Il delitto politico viene descritto come legittimo mezzo di conquista; le caratteristiche e le virtù che fino al Medioevo rappresentavano il modello di comportamento ideale del sovrano, ora non hanno validità in campo politico; il principe deve preferire essere temuto piuttosto che amato e non è necessario che possegga tutte le buone qualità, ma bisogna che finga di averle, perché il popolo guarderà il fine e non si curerà di come il sovrano sia realmente; deve, inoltre, simulare e dissimulare, essere centauro, quindi metà uomo e metà bestia, e di queste scegliere la “golpe” (furbizia) e il “lione” (forza), cosicché sia capace di governare non solo con le leggi, ma anche attraverso metodi “meschini” rappresentati dalle due bestie.

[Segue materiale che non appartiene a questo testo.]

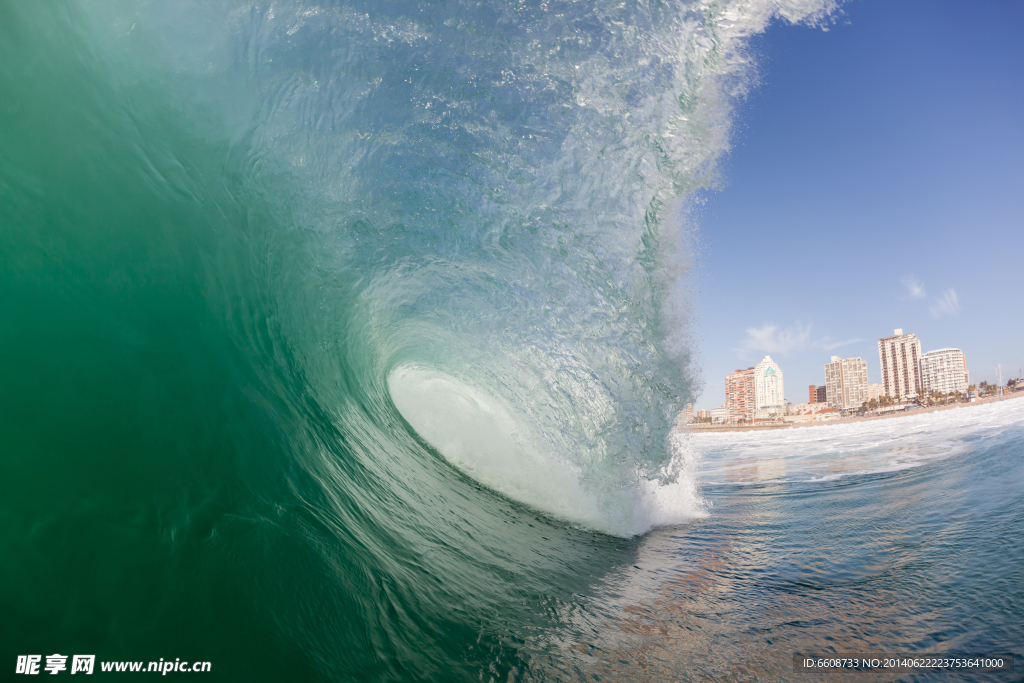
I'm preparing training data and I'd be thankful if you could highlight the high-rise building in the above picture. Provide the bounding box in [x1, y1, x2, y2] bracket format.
[825, 355, 867, 411]
[879, 330, 922, 400]
[921, 348, 971, 393]
[725, 368, 755, 425]
[754, 355, 785, 420]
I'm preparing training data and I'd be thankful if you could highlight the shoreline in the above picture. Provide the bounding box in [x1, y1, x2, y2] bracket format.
[682, 391, 1024, 434]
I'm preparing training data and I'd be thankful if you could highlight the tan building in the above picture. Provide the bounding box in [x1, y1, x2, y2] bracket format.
[725, 368, 755, 425]
[879, 330, 922, 400]
[921, 348, 971, 393]
[825, 355, 867, 411]
[754, 355, 785, 420]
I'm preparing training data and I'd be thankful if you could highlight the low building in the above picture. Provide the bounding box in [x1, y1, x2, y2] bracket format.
[921, 348, 971, 393]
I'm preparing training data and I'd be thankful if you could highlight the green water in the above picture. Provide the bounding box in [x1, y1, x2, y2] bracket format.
[9, 1, 1020, 681]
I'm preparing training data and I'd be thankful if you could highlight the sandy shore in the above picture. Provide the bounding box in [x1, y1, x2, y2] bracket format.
[686, 391, 1024, 433]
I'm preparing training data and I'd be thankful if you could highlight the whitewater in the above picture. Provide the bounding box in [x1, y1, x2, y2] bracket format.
[0, 0, 1024, 681]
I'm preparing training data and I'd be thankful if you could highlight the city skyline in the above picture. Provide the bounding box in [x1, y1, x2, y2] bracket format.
[691, 2, 1024, 409]
[712, 328, 983, 417]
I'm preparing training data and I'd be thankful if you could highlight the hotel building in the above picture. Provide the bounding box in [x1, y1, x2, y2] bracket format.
[921, 348, 971, 393]
[825, 355, 868, 411]
[879, 330, 922, 400]
[754, 355, 785, 420]
[725, 368, 755, 425]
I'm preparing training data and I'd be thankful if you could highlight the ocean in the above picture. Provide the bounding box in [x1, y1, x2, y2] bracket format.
[0, 0, 1024, 681]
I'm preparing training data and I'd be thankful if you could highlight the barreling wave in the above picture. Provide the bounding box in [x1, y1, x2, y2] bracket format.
[0, 0, 835, 677]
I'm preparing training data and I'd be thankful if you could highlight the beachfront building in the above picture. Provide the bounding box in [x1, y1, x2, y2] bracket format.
[725, 368, 755, 425]
[754, 355, 785, 420]
[879, 329, 922, 400]
[921, 348, 971, 393]
[825, 355, 867, 411]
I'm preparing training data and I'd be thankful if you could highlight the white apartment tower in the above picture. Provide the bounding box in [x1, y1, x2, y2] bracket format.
[921, 348, 971, 393]
[754, 355, 785, 420]
[879, 330, 922, 400]
[825, 355, 868, 411]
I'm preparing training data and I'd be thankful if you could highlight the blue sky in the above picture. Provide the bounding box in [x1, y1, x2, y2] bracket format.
[692, 0, 1024, 409]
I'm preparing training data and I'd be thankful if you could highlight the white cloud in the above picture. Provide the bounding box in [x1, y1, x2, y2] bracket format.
[928, 287, 959, 317]
[737, 323, 862, 356]
[740, 323, 811, 355]
[900, 275, 925, 299]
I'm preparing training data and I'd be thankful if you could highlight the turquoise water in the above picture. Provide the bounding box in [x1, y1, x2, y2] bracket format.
[0, 1, 1022, 681]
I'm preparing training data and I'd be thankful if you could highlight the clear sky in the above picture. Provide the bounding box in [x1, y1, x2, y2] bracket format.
[692, 0, 1024, 409]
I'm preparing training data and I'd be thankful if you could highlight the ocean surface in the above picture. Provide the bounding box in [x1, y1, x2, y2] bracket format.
[0, 0, 1024, 682]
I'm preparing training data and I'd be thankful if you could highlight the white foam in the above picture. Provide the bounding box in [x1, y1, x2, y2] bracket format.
[692, 399, 1024, 485]
[388, 366, 703, 537]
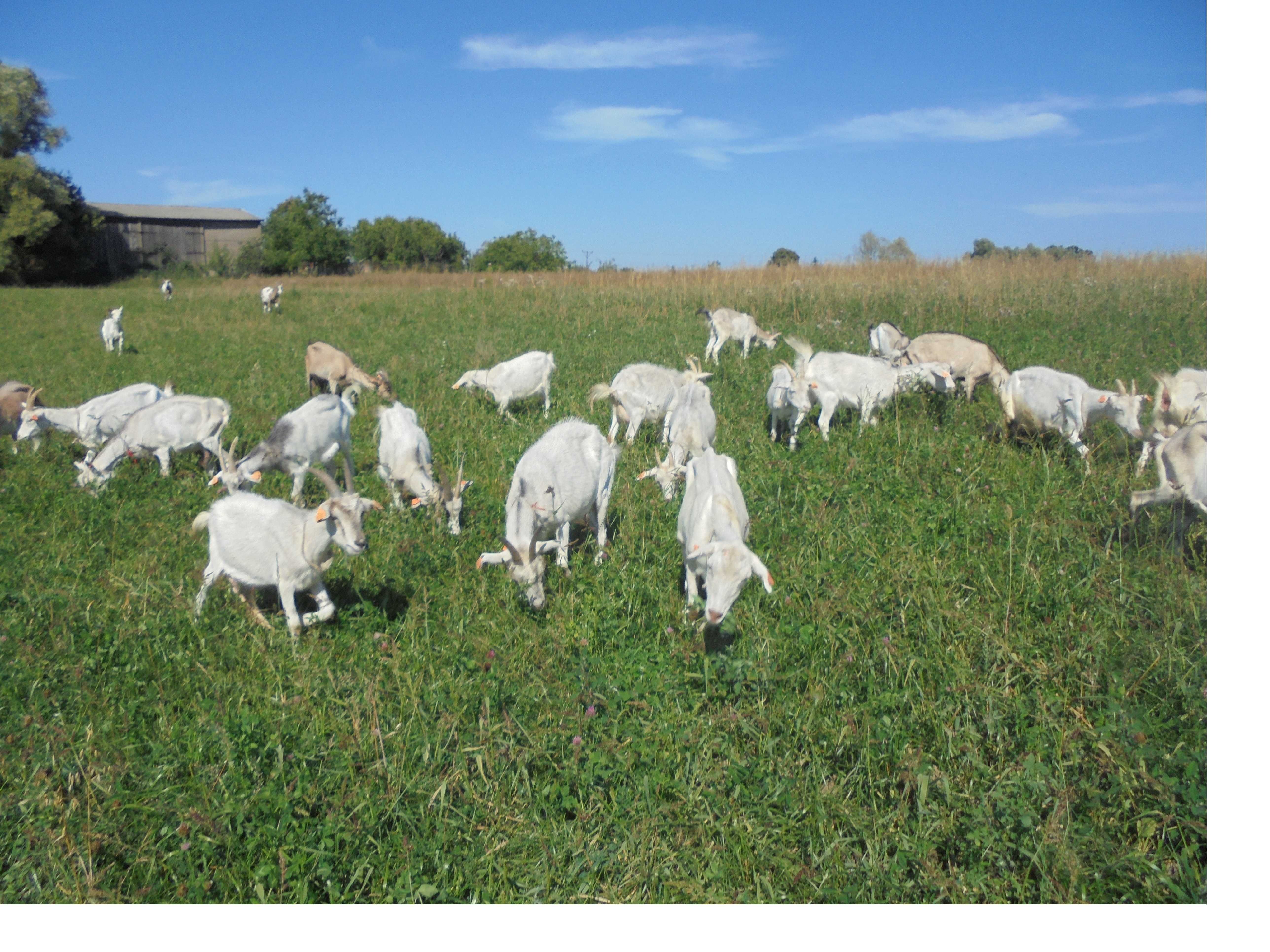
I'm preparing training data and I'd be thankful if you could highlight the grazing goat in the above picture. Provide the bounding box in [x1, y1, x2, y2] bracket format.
[217, 393, 357, 503]
[589, 357, 714, 445]
[14, 381, 173, 449]
[897, 331, 1010, 400]
[476, 419, 621, 608]
[697, 307, 781, 363]
[1129, 420, 1208, 547]
[450, 350, 555, 420]
[787, 338, 956, 441]
[305, 340, 395, 402]
[0, 379, 43, 453]
[75, 393, 230, 491]
[1138, 367, 1208, 475]
[260, 284, 282, 314]
[637, 383, 716, 503]
[191, 470, 384, 637]
[869, 321, 913, 360]
[1001, 367, 1147, 468]
[102, 307, 123, 357]
[676, 449, 772, 625]
[376, 400, 473, 536]
[767, 360, 817, 449]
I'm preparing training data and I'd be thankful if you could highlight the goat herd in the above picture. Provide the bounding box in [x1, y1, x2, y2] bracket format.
[0, 293, 1208, 635]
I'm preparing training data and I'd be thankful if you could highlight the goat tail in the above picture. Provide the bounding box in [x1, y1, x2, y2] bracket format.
[587, 383, 617, 410]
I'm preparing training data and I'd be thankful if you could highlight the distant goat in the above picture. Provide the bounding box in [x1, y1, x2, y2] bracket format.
[476, 419, 621, 608]
[0, 379, 43, 453]
[637, 382, 716, 503]
[305, 340, 395, 402]
[676, 449, 774, 625]
[1138, 367, 1208, 475]
[192, 470, 384, 637]
[697, 307, 781, 363]
[217, 393, 357, 503]
[895, 331, 1010, 400]
[450, 350, 555, 420]
[102, 307, 123, 357]
[588, 357, 712, 444]
[75, 393, 230, 489]
[14, 381, 173, 449]
[1001, 367, 1147, 467]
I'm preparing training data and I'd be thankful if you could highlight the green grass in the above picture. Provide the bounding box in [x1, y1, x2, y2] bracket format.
[0, 258, 1206, 902]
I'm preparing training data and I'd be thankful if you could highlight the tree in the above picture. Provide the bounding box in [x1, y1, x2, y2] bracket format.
[473, 228, 569, 272]
[260, 189, 348, 274]
[351, 216, 467, 269]
[0, 62, 100, 284]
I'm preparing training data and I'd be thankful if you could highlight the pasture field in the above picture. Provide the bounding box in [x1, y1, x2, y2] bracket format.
[0, 256, 1206, 902]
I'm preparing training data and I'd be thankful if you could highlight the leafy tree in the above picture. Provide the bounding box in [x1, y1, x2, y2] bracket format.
[260, 189, 348, 274]
[0, 62, 100, 284]
[473, 228, 569, 272]
[351, 216, 467, 270]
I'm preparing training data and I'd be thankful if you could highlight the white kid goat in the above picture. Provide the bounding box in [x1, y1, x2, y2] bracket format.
[697, 307, 781, 363]
[767, 360, 817, 449]
[476, 419, 621, 608]
[1001, 367, 1147, 468]
[214, 393, 357, 503]
[102, 307, 123, 357]
[1138, 367, 1208, 475]
[192, 470, 384, 637]
[14, 381, 173, 449]
[676, 449, 772, 625]
[786, 338, 956, 439]
[637, 383, 716, 503]
[588, 357, 714, 445]
[75, 393, 230, 491]
[450, 350, 555, 420]
[376, 400, 473, 536]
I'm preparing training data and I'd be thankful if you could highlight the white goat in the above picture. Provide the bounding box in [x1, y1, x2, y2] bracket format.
[767, 360, 818, 449]
[1001, 367, 1147, 468]
[192, 470, 384, 636]
[1138, 367, 1208, 475]
[214, 393, 357, 503]
[476, 419, 621, 608]
[897, 331, 1010, 400]
[14, 381, 173, 449]
[697, 307, 781, 363]
[787, 338, 956, 439]
[75, 393, 230, 490]
[260, 284, 282, 314]
[1129, 420, 1208, 546]
[376, 400, 473, 536]
[637, 383, 716, 503]
[869, 321, 913, 360]
[676, 449, 772, 625]
[450, 350, 555, 420]
[102, 307, 123, 357]
[588, 357, 714, 445]
[305, 340, 396, 401]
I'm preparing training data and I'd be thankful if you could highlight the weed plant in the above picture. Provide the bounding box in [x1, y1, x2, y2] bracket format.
[0, 256, 1206, 902]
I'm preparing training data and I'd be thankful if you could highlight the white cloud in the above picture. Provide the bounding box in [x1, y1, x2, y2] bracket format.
[818, 103, 1075, 142]
[462, 31, 772, 70]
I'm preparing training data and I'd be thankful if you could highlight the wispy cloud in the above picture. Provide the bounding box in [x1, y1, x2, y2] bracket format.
[362, 37, 415, 66]
[462, 29, 774, 70]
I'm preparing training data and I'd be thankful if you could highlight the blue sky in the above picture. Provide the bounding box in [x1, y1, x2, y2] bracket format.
[0, 0, 1208, 268]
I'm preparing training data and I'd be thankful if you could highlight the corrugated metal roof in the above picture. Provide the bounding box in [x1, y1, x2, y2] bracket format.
[88, 202, 262, 222]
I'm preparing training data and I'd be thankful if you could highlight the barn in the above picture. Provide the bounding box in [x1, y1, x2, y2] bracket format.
[88, 202, 260, 274]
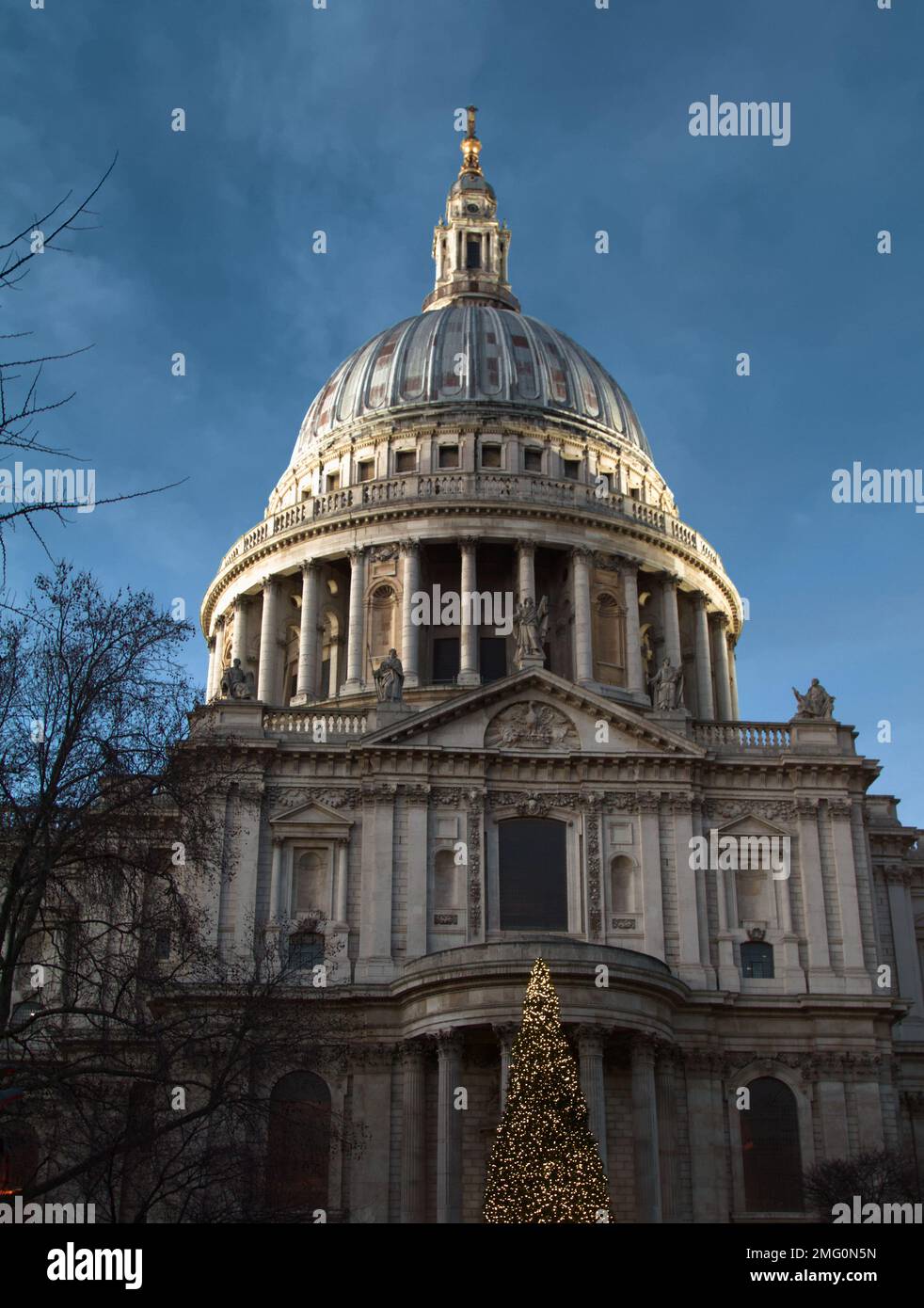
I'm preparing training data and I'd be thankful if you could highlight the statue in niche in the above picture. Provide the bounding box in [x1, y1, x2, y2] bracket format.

Bisogna però ricordare che Machiavelli pone un limite alle scelleratezze del principe; infatti egli dice: “bisogna restare nel bene, potendo, e saper intrare nel male, necessitato”. Assistiamo, nell’esternare questi pochi concetti che riassumono grossolanamente il contenuto di alcuni capitoli, alla demolizione di un’intera epoca: il Medioevo. La politica diventa indipendente dalla morale e dalla religione, a sua volta declassata ad “instrumentum regni”. La vita degli uomini non è più regolata dalla Provvidenza, ma, al contrario, il loro stesso futuro si sposta nelle loro mani, perché capaci di governare la fortuna (qui intesa come casualità degli eventi) attraverso la virtù, che non rappresenta più il comportamento corretto da adottare, ma diventa sinonimo di industria e ingegno. Ma Machiavelli, come dice il famoso critico De-Sanctis: “aveva in una mano la spada e nell’altra la zappa; egli non distruggeva solo, ma edificava”. Sulle basi poste da Machiavelli si svilupperà quella civiltà rinascimentale che, distaccandosi dalla religione, favorì il nascere di una nuova mentalità che porterà alla rivoluzione scientifica del secolo successivo. Machiavelli ne è stato precursore anche nel metodo, utilizzando per primo quel metodo induttivo-deduttivo che, prendendo spunto dall’esperienza, porterà ad una conoscenza scientifica attraverso la formulazione di leggi universali. Infatti, come afferma il cri-


tico Luigi Russo, in Machiavelli la parola esperienza si avvia ad assumere il significato speculativo moderno e diventa sinonimo di conoscenza che si fa riflessione universalizzatrice sulle cose; col Machiavelli si precorre già il secolo di Cartesio e di Galileo. Varie sono state le interpretazioni dell’opera: il machiavellismo teorizza un’interpretazione utilitaristica degli scritti del Segretario fiorentino, in cui si nota una condotta politica eccessivamente astuta e subdola; è da questa visione che si è tratta poi la celebre frase “il fine giustifica i mezzi” che dovrebbe – forzatamente - rappresentare una sintesi efficace del pensiero dell’autore. In altri casi si può parlare, invece, di anti-machiavellismo, un’altra interpretazione trasversale dell’opera che vede nel “Principe” non un manuale per i regnanti, bensì uno per il popolo, in modo che possa difendersi dalla prepotenza dei tiranni. Questa visione, tipicamente illuministica, può essere sintetizzata nelle parole di Rousseau: “Fingendo di dare lezioni al re, ha dato grandi lezioni ai popoli. Il principe di Machiavelli è il libro dei repubblicani”. Si tratta di una visione rinforzata nell’Antimachiavel, opera scritta dal futuro regnante Federico II di Prussia, che si proponeva di controbattere tutte le affermazioni del Machiavelli. Una frase in particolare colpisce: “sarebbe stato meglio, in un libro che si proponeva di dogmatizzare il crimine e la tirannia, non parlare di ciò che avrebbe dovuto distruggerli”. Come si è visto, numerosi autori e pensatori presero parti spesso radicali nel giudicare l’operato di Machiavelli. Volendo però restare su ciò che è certo, ossia sulla verità effettuale, bisogna ammettere che - qualsiasi interpretazione si voglia dare alla sua opera - questo autore, spesso sottovalutato, meriterebbe di essere apprezzato come "rivoluzionario" e precursore dei tempi.